Robots programmed for trading through forward-looking strategies have become a major force in financial markets. Their "mood" has changed from a whip to a sword to a degree unseen by decades, according to a recent analysis of the algorithms they buy or sell at the price momentum.

Until the third quarter of 2017, the robots were in hold or net long positions and bet that prices will continue to rise in four major classes of assets - stocks, bonds, currencies and commodities. Currently they are in the current short status or bet against the markets. Except for bonds.

This shows the findings from the analysis of the Quantitative investment firm AlphaSimplex Group, based on a model that measures the effect of price movements, making a decision as a typical trending algorithm. They usually aim to follow a market when he moves heavily in one direction.

Trending algorithms sell off risky assets with an unprecedented degree. This is caused by the fears of reducing global economic growth.

"It's like the pattern of chaos." "says Kathryn Kaminski, chief portfolio manager and strategist at AlphaSimplex, which adds that the last time robots changed so sharply was in 2007 and 2008." In general, whatever you test the model, it always starts shortens a lot of asset classes. "

The mood swing in robot-driven funds comes from weak economic data and geopolitical uncertainty last year, which raised doubts about the global economy. This brought the shares from their peaks to record their worst annual performance since the financial crisis.

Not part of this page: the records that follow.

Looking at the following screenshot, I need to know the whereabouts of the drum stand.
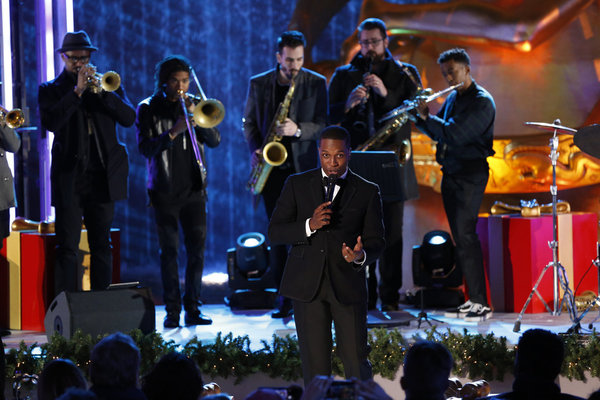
[567,243,600,333]
[513,120,577,332]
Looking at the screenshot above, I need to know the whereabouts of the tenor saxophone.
[356,113,412,165]
[246,79,296,195]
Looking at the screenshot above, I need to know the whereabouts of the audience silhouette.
[486,329,582,400]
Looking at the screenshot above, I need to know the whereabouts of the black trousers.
[262,164,294,289]
[150,192,206,314]
[368,201,404,307]
[292,272,373,387]
[54,171,115,295]
[442,170,489,305]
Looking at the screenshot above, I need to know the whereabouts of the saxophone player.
[329,18,421,311]
[243,31,327,318]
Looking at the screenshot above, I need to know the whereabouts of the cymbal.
[525,122,577,135]
[573,124,600,158]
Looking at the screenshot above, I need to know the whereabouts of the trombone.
[0,106,25,129]
[178,67,225,183]
[190,67,225,128]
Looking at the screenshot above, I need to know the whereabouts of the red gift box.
[477,213,598,313]
[0,229,121,331]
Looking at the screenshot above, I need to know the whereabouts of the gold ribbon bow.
[491,200,571,217]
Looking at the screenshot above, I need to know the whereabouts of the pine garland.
[6,327,600,383]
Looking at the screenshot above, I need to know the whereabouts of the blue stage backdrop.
[61,0,360,294]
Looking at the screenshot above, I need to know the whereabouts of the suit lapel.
[335,170,356,212]
[308,168,325,205]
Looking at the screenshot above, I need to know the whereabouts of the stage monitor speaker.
[44,288,156,339]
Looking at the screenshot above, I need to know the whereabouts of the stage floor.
[2,304,600,349]
[2,304,600,400]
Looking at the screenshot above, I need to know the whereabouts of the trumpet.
[88,71,121,93]
[0,106,25,129]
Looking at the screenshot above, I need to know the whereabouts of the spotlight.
[413,230,464,307]
[226,232,277,309]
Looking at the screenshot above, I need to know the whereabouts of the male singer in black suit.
[243,31,327,318]
[38,31,135,294]
[269,126,385,385]
[329,18,421,311]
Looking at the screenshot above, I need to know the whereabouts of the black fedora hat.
[56,31,98,53]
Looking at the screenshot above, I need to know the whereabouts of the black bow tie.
[323,175,346,187]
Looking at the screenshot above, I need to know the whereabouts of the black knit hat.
[56,31,98,53]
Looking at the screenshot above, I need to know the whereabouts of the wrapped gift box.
[477,213,598,313]
[0,229,121,331]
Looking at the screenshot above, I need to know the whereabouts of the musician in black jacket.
[38,31,135,294]
[136,56,221,328]
[243,31,327,318]
[329,18,421,311]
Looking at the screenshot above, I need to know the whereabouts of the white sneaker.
[465,303,493,322]
[444,300,475,318]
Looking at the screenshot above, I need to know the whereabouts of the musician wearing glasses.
[38,31,135,294]
[136,55,221,328]
[329,18,421,311]
[243,31,327,318]
[416,48,496,321]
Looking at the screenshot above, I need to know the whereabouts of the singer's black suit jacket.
[269,168,385,304]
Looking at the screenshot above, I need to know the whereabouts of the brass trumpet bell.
[263,141,287,167]
[88,71,121,93]
[0,108,25,129]
[193,99,225,128]
[100,71,121,92]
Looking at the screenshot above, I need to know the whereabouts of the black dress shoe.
[163,313,179,328]
[271,298,294,318]
[185,310,212,325]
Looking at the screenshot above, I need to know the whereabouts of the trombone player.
[38,31,135,294]
[136,55,224,328]
[243,31,327,318]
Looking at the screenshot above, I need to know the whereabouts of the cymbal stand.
[513,119,577,332]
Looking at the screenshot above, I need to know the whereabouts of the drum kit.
[513,119,600,332]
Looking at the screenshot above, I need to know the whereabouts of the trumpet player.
[416,48,496,321]
[0,111,21,249]
[38,31,135,294]
[136,55,221,328]
[329,18,421,311]
[243,31,327,318]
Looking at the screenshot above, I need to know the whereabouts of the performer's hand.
[308,201,331,231]
[363,74,388,97]
[345,85,369,112]
[250,149,262,168]
[415,97,429,121]
[169,115,187,139]
[75,64,96,97]
[275,118,298,136]
[342,236,365,263]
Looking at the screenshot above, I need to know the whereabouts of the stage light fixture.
[225,232,277,309]
[412,230,464,307]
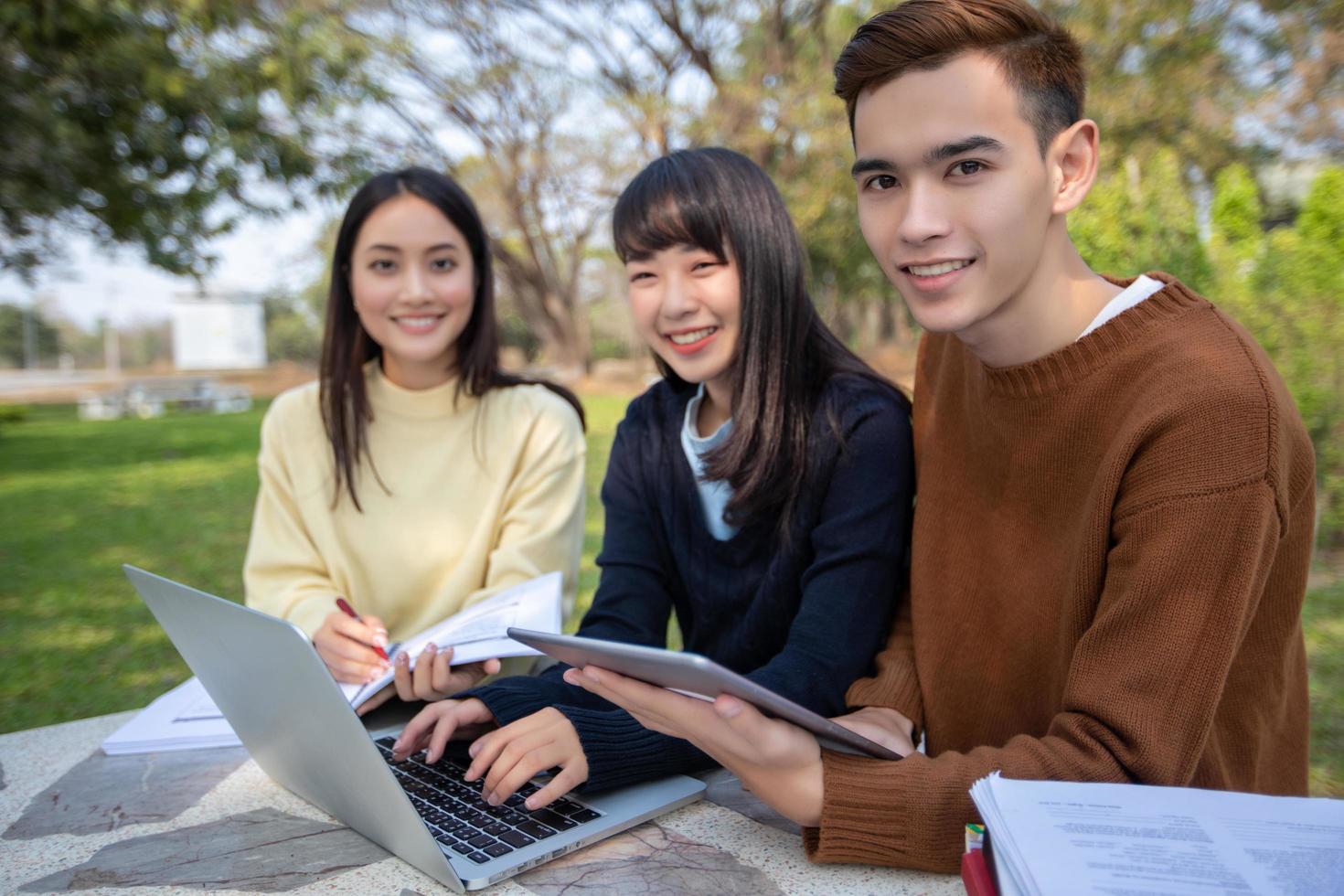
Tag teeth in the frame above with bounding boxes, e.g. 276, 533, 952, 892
668, 326, 715, 346
910, 261, 970, 277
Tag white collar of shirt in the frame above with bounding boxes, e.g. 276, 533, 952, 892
1075, 274, 1167, 341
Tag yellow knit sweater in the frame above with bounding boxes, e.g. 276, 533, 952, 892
243, 361, 584, 641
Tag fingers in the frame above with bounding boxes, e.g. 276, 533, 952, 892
411, 644, 452, 699
464, 709, 587, 808
524, 759, 587, 811
314, 610, 387, 684
314, 632, 386, 684
392, 650, 415, 702
392, 702, 455, 762
326, 610, 387, 647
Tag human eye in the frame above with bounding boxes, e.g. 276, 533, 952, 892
947, 158, 986, 177
863, 175, 901, 192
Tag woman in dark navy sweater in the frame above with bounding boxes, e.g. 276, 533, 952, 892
395, 149, 914, 808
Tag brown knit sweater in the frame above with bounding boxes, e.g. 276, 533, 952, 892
804, 274, 1315, 872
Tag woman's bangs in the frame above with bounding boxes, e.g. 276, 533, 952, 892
612, 166, 727, 262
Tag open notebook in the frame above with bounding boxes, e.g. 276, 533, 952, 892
102, 572, 561, 756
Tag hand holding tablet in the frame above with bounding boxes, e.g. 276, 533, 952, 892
508, 629, 901, 759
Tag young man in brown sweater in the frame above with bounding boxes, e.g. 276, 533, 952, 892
566, 0, 1315, 872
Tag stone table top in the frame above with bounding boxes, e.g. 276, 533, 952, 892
0, 713, 964, 896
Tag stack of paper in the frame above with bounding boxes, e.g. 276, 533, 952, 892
970, 773, 1344, 896
102, 678, 242, 756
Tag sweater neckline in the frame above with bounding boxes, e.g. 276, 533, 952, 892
973, 272, 1209, 398
364, 357, 475, 416
667, 389, 773, 553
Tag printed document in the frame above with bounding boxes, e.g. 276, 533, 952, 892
970, 773, 1344, 896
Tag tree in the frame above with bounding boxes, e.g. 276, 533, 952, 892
1210, 166, 1344, 546
1069, 149, 1212, 292
1036, 0, 1344, 174
0, 0, 371, 277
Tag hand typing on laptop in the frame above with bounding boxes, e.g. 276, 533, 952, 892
392, 699, 589, 810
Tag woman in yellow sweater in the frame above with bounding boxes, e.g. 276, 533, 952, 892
243, 168, 584, 699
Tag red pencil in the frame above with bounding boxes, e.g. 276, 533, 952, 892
336, 598, 387, 659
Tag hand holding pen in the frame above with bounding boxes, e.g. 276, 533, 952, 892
314, 598, 391, 684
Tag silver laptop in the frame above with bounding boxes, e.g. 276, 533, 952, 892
123, 566, 704, 892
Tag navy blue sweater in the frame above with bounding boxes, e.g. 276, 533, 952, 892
458, 376, 914, 790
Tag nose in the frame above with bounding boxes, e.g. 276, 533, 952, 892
658, 272, 696, 320
898, 181, 952, 246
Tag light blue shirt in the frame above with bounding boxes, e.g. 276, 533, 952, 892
681, 383, 738, 541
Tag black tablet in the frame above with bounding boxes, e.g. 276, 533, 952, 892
508, 629, 901, 759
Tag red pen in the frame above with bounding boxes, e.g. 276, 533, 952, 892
336, 598, 387, 659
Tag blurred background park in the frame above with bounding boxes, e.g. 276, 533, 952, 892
0, 0, 1344, 796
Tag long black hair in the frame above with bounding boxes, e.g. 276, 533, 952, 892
318, 168, 583, 510
612, 148, 904, 539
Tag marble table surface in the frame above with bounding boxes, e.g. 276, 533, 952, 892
0, 713, 965, 896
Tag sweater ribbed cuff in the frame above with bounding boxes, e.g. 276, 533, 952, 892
803, 750, 976, 874
557, 707, 715, 790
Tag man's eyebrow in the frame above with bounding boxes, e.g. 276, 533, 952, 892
849, 134, 1007, 177
849, 158, 896, 177
924, 134, 1006, 165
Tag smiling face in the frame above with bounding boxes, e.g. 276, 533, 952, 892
853, 54, 1086, 348
349, 194, 475, 389
625, 244, 741, 393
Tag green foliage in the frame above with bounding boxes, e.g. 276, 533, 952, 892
0, 0, 371, 274
0, 305, 60, 367
1302, 576, 1344, 796
1069, 149, 1212, 292
1210, 164, 1264, 268
1210, 168, 1344, 546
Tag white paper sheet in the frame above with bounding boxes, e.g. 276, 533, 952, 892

However, the robot's swinging attitude is in contradiction with many of Wall Street's analysts, who believe that the sale of the shares is over. Until recently, market volatility brought investors and machines into collision. Many market participants believe that machines are the main culprit for aggressive and steep downward movements. Many of the traders and investors believe that these algorithms exaggerate volatility, as many of them react to price movements as they accumulate on a deal. Others, however, argue that robots have already entered markets that are strong enough with short positions and are currently holding, which leads to a reduction in volatility.

Quite a few, however, the funds with such strategies ended last year with poor performance because it was quite difficult to attach to many trends at one time. Following the fall in the economic outlook, these funds have attracted a lot of investors due to their ability to generate profits during a prolonged sell-off period. But mathematical models made it hard to predict where the markets would be heading because of the high uncertainty surrounding trade talks and mixed economic signals. Such volatility continues to confuse algorithms, and stocks and commodities continue to recover.